Max Length: 6.4 km (4 mi)
Max Width: 1.3 km (0.8 mi)
Surface Area: 5.1 km2 (1.98 sq mi)
Max Depth: 63 m (207 ft)
Surface Elevation: 223 ft (68 m)
Bassenthwaite Lake is one of the largest water bodies in the English Lake District. It is long and narrow, approximately 4 miles (6.4 km) long and 3⁄4-mile (1.2 km) wide, but is also extremely shallow, with a maximum depth of about 70 ft (21 m).

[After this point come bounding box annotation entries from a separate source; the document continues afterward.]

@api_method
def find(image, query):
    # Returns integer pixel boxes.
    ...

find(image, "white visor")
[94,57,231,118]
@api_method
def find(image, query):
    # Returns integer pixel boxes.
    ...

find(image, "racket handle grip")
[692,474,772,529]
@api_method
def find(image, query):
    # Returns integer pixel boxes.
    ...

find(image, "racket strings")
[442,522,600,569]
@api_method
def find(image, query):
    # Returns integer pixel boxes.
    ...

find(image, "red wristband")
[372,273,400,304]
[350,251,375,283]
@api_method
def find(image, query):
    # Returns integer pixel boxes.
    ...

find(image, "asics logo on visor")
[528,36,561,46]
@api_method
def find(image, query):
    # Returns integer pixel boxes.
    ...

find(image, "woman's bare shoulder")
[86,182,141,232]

It is the only body of water in the Lake District to use the word “lake” in its name, all the others being “waters” (for example, Derwentwater), “meres” (for example, Windermere) or “tarns” (for example, Dock Tarn). It is fed by, and drains into, the River Derwent. The lake lies at the foot of Skiddaw, near the town of Keswick. Some maps dating from the 18th century do in fact mark this lake with the name Bassenwater, and the use of the name Broadwater for this lake is also attested.
The A66 dual carriageway runs roughly north/south along the western side of the lake. The lay-bys are popular spots for photographers and bird watchers looking for osprey. The section running south towards Keswick was built along the course of the former Cockermouth, Keswick and Penrith railway line.